Runoff data is computed from watershed runoff estimates by using streamflow records from major rivers, available from the U.S. Geological Survey for U.S. streams and the Inland Waters Directorate of Environment Canada for Canadian streams. Daily runoff values provided by these agencies were summed for each watershed within a lake basin. The runoff was extrapolated over ungaged areas; between 22% and 43% of the Great Lakes basin remains ungaged (Lee, 1992) thus the potential for error exists in runoff estimation. Weights were assigned to each non-overlapping streamflow gage by dividing its drainage area by the watershed area. Daily watershed runoff estimates were computed by summing all daily station values in the watershed and then dividing by the sum of their weights, to extrapolate for ungaged areas.

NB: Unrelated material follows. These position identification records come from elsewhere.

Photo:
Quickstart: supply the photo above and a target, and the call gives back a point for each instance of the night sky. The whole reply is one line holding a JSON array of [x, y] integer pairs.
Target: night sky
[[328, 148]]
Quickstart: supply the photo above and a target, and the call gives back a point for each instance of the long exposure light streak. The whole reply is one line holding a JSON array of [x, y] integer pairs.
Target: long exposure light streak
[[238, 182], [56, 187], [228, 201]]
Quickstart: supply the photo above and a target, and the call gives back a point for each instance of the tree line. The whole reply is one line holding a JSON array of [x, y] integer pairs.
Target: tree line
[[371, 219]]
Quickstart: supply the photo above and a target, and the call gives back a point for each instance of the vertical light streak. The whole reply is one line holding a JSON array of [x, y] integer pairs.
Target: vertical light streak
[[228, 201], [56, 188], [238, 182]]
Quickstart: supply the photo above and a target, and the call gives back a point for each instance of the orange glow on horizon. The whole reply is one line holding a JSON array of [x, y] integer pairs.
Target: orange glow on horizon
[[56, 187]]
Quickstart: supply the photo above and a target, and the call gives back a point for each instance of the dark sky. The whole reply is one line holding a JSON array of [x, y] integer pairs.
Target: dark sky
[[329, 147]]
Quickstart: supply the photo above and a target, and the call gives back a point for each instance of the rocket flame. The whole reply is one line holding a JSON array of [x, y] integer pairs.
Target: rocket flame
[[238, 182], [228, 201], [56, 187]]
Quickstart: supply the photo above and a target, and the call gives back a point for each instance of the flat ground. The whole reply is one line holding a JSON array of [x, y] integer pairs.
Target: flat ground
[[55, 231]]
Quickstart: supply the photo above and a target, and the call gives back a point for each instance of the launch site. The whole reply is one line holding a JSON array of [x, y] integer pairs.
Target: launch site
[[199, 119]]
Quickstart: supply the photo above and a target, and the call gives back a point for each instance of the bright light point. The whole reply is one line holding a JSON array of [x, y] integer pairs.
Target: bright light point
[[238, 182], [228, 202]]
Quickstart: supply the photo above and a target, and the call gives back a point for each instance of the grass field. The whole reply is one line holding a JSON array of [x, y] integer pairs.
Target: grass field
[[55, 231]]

The Ogoki diversion flow is indirectly included in the runoff estimate for Lake Superior. It cannot be separated from measured runoff at Lake Superior since it is added upstream, in Lake Nipigon, and its timing obscured by routing through Nipigon and connecting channels to Lake Superior. The Ogoki diversion is about 0.8% of Lake Superior runoff.
Showen, C.R.. Data formats for U.S. Geological Survey computer files containing daily values for water parameters. U.S. Geological Survey, Reston, Virginia (1980).
Inland Waters Directorate. Supplying Hydrometric and Sediment Data to Users, Second Edition. Water Resources Branch, Environment Canada, Ottawa, Ontario (1980).
LEE, D.H. Computation of net basin supplies: a comparison of two methods. Final Report Subtask 19.1.2a (Scenarios Based Upon 1900-1989 Supplies), Task 19.1.2, Task Group 2, Working Committee 3, Phase II - International Joint Commission Levels Reference Study, Great Lakes Environmental Research Laboratory, Ann Arbor, Michigan (1992).
The water supplies to a lake, referred to as the net basin supplies (NBS), are defined in terms of their components via the following forumula:
NBS = P + R - E
where P is over-lake precipitation, R is basin runoff to the lake, and E is lake evaporation. (Note: since Lake Superior runoff indirectly includes the Ogoki Diversion, NBS values reported here include the Ogoki diversion on Lake Superior.)
Lake evaporation is estimable from 1950 on (1955 on Lake Huron), since wind speed and humidity data exist only since 1948 (1953 on Georgian Bay) and 2 years are used for model initialization. Thus, NBS from the above equation from 1950 (1955 for Lake Huron) are reported here.
Water balance models are often employed to improve understanding of drivers of change in regional hydrologic cycles. Most of these models, however, are physically-based, and few employ state-of-the-art statistical methods to reconcile measurement uncertainty and bias.
Starting in 2015, NOAA-GLERL, along with its partners at CIGLR, began developing a water balance model under a Bayesian Markov chain Monte Carlo framework. Through this model, we generate new estimates of monthly runoff, over-lake evaporation, over-lake precipitation, and connecting channel flows for each of the Great Lakes. The new model reconciles discrepancies between model and measurement-based estimates of each component while closing the Laurentian Great Lakes water balance.